On the whole it would appear that Australia’s income tax possibly distorts allocative decisions of mining firms. This is primarily because of the provision of cost depletion (which is unlikely to represent true economic depletion) and the provision of depreciation allowances (which also do not represent true economic depreciation). Corporate income is taxed at the rate of 31 percent. The concept of depletion for wasting assets is based on costs. Until the end of 1990, profits from gold mining were exempt from income tax. Expenditures on exploration or prospecting for minerals are fully deductible in the year incurred. Capital expenditures incurred in setting up or in carrying on mining operations are deductible by equal amounts over the estimated life of the mine. There is an option to deduct expenditures on machinery and equipment by way of ordinary tax depreciation (straight-line method at a rate based upon the expected life or declining-balance method at 150 percent of straight-line rates).

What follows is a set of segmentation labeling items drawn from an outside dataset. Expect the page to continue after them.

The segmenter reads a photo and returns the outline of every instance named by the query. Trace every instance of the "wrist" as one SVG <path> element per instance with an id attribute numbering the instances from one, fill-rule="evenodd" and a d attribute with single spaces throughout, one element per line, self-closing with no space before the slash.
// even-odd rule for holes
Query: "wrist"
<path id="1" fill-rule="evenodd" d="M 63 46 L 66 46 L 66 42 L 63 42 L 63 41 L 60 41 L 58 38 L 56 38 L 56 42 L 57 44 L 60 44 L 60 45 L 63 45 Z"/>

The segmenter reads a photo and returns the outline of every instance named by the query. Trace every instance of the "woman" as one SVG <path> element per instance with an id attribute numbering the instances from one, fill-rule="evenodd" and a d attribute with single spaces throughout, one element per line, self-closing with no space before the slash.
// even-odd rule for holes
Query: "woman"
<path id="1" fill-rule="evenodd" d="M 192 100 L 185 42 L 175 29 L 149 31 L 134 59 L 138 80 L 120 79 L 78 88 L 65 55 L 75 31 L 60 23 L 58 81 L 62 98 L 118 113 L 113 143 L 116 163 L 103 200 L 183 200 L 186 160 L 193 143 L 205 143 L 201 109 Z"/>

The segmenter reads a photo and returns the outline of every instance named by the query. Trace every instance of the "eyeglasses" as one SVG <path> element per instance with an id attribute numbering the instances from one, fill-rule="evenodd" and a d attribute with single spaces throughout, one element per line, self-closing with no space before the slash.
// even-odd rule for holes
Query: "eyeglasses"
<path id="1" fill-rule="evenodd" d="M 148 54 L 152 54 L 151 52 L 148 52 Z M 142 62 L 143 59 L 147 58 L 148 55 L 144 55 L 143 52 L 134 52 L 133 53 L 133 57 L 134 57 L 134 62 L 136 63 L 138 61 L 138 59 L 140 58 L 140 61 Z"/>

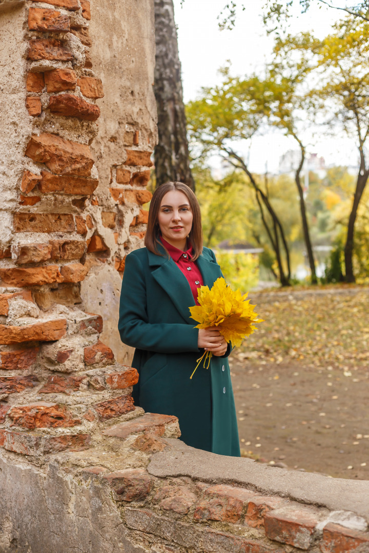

Specific taxes on petroleum, some condensates of naturally occurring liquefied petroleum gas, coal, and on uranium tend to offset the stimulative effects of the income tax on these minerals. Production of crude oil and some condensate and naturally occurring liquefied petroleum gas are subject to a domestic levy while an export levy is imposed on coal and uranium. There are also cash bids for offshore petroleum exploration permits or production licenses.

In Canada the tax on income from mineral resources also possibly increases rates of extraction and environmental externalities (including cumulative environmental externalities) primarily because provisions for depreciation allowances (the depletion allowances were phased out in 1989) may be different from true economic depreciation. 1/ But this stimulative effect is possibly offset by various severance taxes imposed by the provinces. Corporate income is taxed at the federal and provincial levels. The federal rate inclusive of a surtax is 38.8 percent; the provincial rates vary from 2.5 percent to 17 percent; the provincial abatement is 10 percent, so that the combined tax rates vary from 28.8 percent to 45.8 percent. Capital cost allowances are computed on a pool basis with relatively few separate classes of property. Annual allowances generally are determined by applying a prescribed rate to each class on a declining-balance basis. The rate for most machinery and equipment is 70 percent.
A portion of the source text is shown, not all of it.